Exploring Life in Concentration Camps through a Visual Analysis of Prisoners’ Diaries

Information 2022, 13(2), 54; https://doi.org/10.3390/info13020054
by Richard Khulusi 1,*, Stephanie Billib 2 and Stefan Jänicke 3
Reviewer 1: Anonymous
Reviewer 2: Anonymous
Reviewer 3: Anonymous
Information 2022, 13(2), 54; https://doi.org/10.3390/info13020054
Submission received: 22 December 2021 / Revised: 16 January 2022 / Accepted: 18 January 2022 / Published: 21 January 2022
(This article belongs to the Special Issue Visual Text Analysis in Digital Humanities)

Round 1

Reviewer 1 Report

 

 

The authors present an interesting approach that uses a visualization-based approach to analyze Prisoners’ Diaries.

For me, the authors only put distinct visualizations in the same process to propose a new tool. Therefore, the authors should clarify the main contribution of the proposed approach besides the application. Firstly, please, improve the introduction section, compared to the previous version of the manuscript, by presenting at least one paragraph to:

- Background to introduce main concepts and topics---ok!

- Short literature review and trendings in the area

- Gap description

- Motivation for this work and goals---ok!

- Methodology to reach the goals---ok!

- Results and contributions

 

The authors have already written some of them, but others have to be clearer.

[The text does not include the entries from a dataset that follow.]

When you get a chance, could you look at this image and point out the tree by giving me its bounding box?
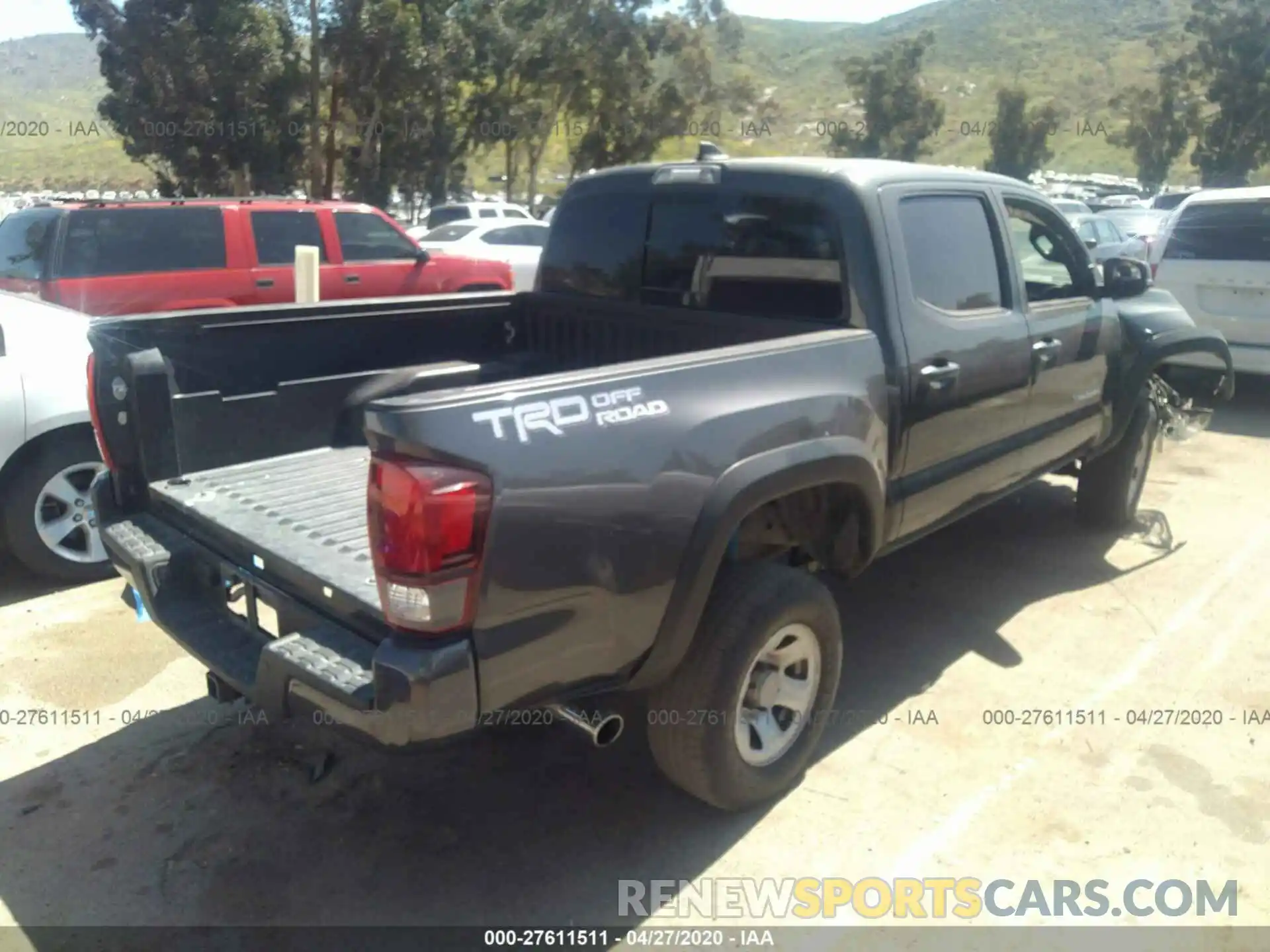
[1107,58,1199,192]
[1186,0,1270,186]
[983,85,1058,182]
[828,30,944,163]
[565,0,754,175]
[71,0,304,194]
[324,0,425,207]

Take a lot of attention when describing the goals, methodology to reach such goals, and the contribution.

Author Response

Thank you for your time and effort to review, R1.

We would like to emphasize that there are no (ongoing) projects dealing with the visualization of text/diary data from the concentration camp legacy. Now, we explicitly state this also in the Introduction (46f), before going over the nearest related projects in the Related Work section. Next, we described the gap and need for the tool (43ff).

Also, we emphasized our contributions again in the paragraph following line 48.

Reviewer 2 Report

I still consider that the article looks too much like a user's manual, and is therefore too long. And this aspect may limit the article's chances of being cited.

I think that a different approach, showing the full potential of the developed software can be interesting, but without the information on how each task is to be performed.

Author Response

Thank you -- again -- for taking your time to review the updated version, R2.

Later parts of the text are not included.